Patience is a virtue: revisiting merge and sort on modern processors – Chandramouli and Goldstein 2014
This is a wonderful story. The seeds of an algorithm laid down over 50 years ago, rediscovered, brought up to date, and found to be highly relevant.
Our investigation has resulted in some surprising discoveries about a mostly ignored 50-year old sorting technique called Patience Sort.
Earlier in the series we found out that the cache management algorithm that comes first to mind for many of us, LRU, has been outperformed by a relatively straightforward scheme called ARC (Adaptive Replacement Cache). But who would have thought we could still improve on sort of all things after all these years!
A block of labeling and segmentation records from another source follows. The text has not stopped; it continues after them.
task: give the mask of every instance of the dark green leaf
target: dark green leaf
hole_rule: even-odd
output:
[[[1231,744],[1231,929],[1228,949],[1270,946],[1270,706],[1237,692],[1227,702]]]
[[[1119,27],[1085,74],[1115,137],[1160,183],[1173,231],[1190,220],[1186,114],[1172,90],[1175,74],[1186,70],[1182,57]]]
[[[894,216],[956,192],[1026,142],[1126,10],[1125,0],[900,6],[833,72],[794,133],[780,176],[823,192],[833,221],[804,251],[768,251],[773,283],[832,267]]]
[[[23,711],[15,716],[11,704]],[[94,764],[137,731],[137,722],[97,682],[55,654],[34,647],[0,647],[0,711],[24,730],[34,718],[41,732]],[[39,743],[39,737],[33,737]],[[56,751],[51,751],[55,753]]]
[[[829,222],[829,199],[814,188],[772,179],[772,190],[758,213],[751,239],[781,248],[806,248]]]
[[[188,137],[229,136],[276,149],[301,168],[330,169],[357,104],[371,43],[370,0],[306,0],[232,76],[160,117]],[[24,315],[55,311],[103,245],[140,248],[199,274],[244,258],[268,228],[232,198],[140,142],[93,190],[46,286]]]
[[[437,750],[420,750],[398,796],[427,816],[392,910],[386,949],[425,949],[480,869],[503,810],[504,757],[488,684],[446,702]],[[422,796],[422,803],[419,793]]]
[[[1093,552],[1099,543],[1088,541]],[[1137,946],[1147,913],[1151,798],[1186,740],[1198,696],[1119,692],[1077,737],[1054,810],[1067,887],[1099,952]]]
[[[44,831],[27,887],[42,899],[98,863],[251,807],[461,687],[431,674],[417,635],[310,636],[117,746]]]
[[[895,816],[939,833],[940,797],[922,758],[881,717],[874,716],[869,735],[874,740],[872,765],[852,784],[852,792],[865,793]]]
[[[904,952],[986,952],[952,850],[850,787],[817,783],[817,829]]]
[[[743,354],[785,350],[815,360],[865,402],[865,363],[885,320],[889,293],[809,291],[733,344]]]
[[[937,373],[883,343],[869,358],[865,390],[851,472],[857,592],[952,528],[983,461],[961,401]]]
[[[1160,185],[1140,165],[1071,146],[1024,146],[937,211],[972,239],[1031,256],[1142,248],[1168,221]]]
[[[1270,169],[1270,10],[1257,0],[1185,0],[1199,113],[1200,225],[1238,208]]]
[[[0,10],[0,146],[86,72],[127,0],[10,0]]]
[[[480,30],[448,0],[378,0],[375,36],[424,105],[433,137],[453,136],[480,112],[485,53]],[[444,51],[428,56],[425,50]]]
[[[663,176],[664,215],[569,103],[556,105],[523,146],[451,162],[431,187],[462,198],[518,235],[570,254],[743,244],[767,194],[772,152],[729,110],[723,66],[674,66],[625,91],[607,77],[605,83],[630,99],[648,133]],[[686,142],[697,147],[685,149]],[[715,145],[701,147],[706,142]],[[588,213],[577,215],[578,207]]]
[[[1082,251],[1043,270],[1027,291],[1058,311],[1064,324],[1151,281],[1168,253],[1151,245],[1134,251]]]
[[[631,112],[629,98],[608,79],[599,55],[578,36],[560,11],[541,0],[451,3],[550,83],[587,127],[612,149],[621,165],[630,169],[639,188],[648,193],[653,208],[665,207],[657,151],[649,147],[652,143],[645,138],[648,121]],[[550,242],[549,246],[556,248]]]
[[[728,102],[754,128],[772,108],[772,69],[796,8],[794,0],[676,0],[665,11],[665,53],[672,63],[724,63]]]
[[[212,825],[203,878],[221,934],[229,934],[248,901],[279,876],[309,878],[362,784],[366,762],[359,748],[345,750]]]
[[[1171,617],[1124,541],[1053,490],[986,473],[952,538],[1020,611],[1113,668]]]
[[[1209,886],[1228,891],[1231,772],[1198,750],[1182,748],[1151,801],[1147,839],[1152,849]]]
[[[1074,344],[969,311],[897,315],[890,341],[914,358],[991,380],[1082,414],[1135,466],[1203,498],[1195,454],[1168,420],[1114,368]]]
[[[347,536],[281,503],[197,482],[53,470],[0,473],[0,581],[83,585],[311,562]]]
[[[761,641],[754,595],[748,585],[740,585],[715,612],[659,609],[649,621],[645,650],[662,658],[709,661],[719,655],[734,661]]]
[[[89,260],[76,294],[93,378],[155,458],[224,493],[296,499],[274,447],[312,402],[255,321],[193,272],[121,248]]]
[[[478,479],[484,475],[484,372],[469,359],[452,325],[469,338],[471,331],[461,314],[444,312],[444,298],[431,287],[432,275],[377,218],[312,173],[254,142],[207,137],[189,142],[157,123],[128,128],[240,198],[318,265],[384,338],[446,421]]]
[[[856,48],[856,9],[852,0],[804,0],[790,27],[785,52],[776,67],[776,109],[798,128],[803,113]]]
Sorting algorithms are one of the first things CS students learn – everyone has heard of quicksort. How many of us thought to ourselves “I wonder if there’s a better way?,” and then quickly ruled out any earnest attempt to find one on the grounds that so many people had already studied the problem extensively.
Chandramouli and Goldstein took up that challenge:
We revisit the problem of sorting and merging data in main memory, and show that a long-forgotten technique called Patience Sort can, with some key modifications, be made competitive with today’s best comparison-based sorting techniques for both random and almost sorted data.
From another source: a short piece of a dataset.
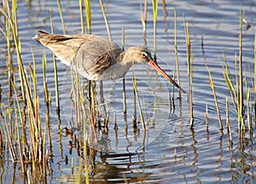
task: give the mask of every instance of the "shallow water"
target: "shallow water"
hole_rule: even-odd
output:
[[[165,2],[165,3],[163,3]],[[125,47],[144,45],[140,6],[143,1],[106,1],[108,15],[113,40],[121,46],[122,26],[125,26]],[[91,30],[93,34],[108,37],[100,4],[91,1]],[[250,81],[247,66],[253,68],[253,33],[256,6],[253,1],[160,1],[157,21],[157,61],[171,76],[175,67],[173,49],[173,8],[177,8],[177,44],[181,75],[181,85],[187,90],[186,44],[183,33],[183,14],[189,24],[193,54],[193,100],[194,129],[189,129],[189,111],[186,95],[183,95],[182,108],[178,105],[175,89],[175,109],[170,109],[170,84],[160,75],[144,65],[136,66],[138,94],[143,108],[147,109],[150,121],[146,132],[140,124],[140,133],[133,132],[134,117],[132,68],[125,77],[127,98],[127,119],[123,116],[122,80],[106,81],[104,96],[109,107],[108,135],[102,135],[101,141],[95,147],[95,168],[90,170],[90,182],[148,182],[148,183],[195,183],[195,182],[254,182],[255,135],[246,137],[241,144],[237,136],[236,114],[231,98],[230,118],[233,144],[224,129],[220,134],[212,91],[209,85],[208,65],[216,85],[216,91],[223,122],[225,122],[225,97],[230,96],[222,73],[219,60],[224,61],[222,52],[225,52],[230,69],[235,73],[235,55],[238,54],[239,9],[245,9],[245,19],[252,27],[243,26],[243,60],[247,80]],[[77,1],[61,1],[66,33],[80,33],[79,7]],[[35,43],[32,37],[38,30],[50,32],[49,9],[52,9],[54,32],[62,33],[61,21],[56,2],[19,1],[19,32],[22,46],[22,60],[26,71],[32,62],[32,48],[38,70],[40,109],[45,118],[43,89],[42,54],[47,53],[47,78],[52,93],[50,123],[54,146],[51,172],[47,180],[49,183],[72,183],[77,175],[71,168],[79,165],[75,150],[69,152],[69,137],[60,139],[57,116],[55,111],[55,82],[52,54]],[[3,26],[1,15],[1,26]],[[148,2],[147,45],[153,49],[153,14]],[[3,27],[3,26],[2,26]],[[203,36],[203,49],[201,37]],[[2,104],[8,101],[8,70],[6,68],[6,43],[4,36],[0,37],[0,84]],[[15,56],[14,56],[15,58]],[[17,65],[15,65],[17,66]],[[58,77],[61,91],[61,128],[75,124],[72,119],[73,103],[69,99],[72,88],[71,72],[58,63]],[[85,80],[84,81],[86,83]],[[40,85],[41,84],[41,85]],[[248,82],[250,89],[252,84]],[[172,90],[172,87],[171,88]],[[98,87],[96,88],[98,89]],[[253,92],[251,92],[253,96]],[[205,123],[206,104],[209,110],[209,130]],[[180,114],[180,112],[182,112]],[[116,120],[114,120],[116,117]],[[155,123],[153,118],[155,118]],[[140,119],[139,113],[137,113]],[[73,121],[73,123],[72,120]],[[118,129],[115,130],[114,122]],[[2,124],[1,124],[2,126]],[[75,125],[74,125],[75,126]],[[125,131],[128,127],[127,134]],[[82,135],[84,136],[84,135]],[[61,147],[60,146],[61,145]],[[93,146],[94,147],[94,146]],[[65,161],[65,158],[67,160]],[[3,183],[16,181],[22,182],[19,167],[15,168],[8,151],[0,158]]]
The ‘sorting almost-sorted data’ problem is highly relevant given today’s highly distributed systems, since it’s what we do every time we merge logs in time order for example. (Let’s put the questions of distributed clocks and synchronized time to one side for the moment).
The refined algorithm uses an easily understandable technique called Ping-Pong Merge (because it bounces between two arrays merging sorted runs into the final overall order) to create a sorting algorithm P3-Sort (Ping-Pong Patience Sort).
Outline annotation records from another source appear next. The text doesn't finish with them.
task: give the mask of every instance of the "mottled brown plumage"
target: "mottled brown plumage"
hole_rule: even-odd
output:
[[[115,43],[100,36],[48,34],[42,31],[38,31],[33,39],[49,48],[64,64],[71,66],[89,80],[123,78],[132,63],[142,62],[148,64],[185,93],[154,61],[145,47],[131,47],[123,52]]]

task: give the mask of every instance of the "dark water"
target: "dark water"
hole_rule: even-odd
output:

So how does it do? First the case for almost-sorted data:
Looking to the literature on sorting almost sorted data, the best-known current technique is Timsort, which is the system sort in Python, and is used to sort arrays of non-primitive type in Java SE 7, on the Android platform, and in GNU Octave.
Fairly well entrenched then…. but here comes P3-Sort:
In all cases but already sorted data, P3 Sort is faster than Timsort. For the case where 5% of the data is disordered by a large amount, P3 Sort is between 3x and 4x faster than Timsort.
3 to 4x faster than the best known prior algorithm is astonishing! In the worst case of already sorted data, P3-Sort is only 10% slower than Timsort.
What about sorting of truly random data?
P3-Sort is about 20% faster than GNU Quicksort on random data
20% for a problem that has been so well studied over the years is once again, a massive leap forward.
Then of course there's the replacement selection sort use case – sorting of datasets too large to fit into main memory.
The faster approach, which deeply integrates P3 Sort into selection sort, improves CPU performance/throughput by 3x – 20x over classical selection sort
The authors believe that this new version can reduce the number of passes needed to sort logs with bounded disorder, from 2 passes down to 1. Thus interest in replacement sort may revive after 15 years in the doldrums.
In the conclusions the authors also note the potential for the techniques to be applied inside a DBMS, and that many further optimisations to P3-Sort are anticipated.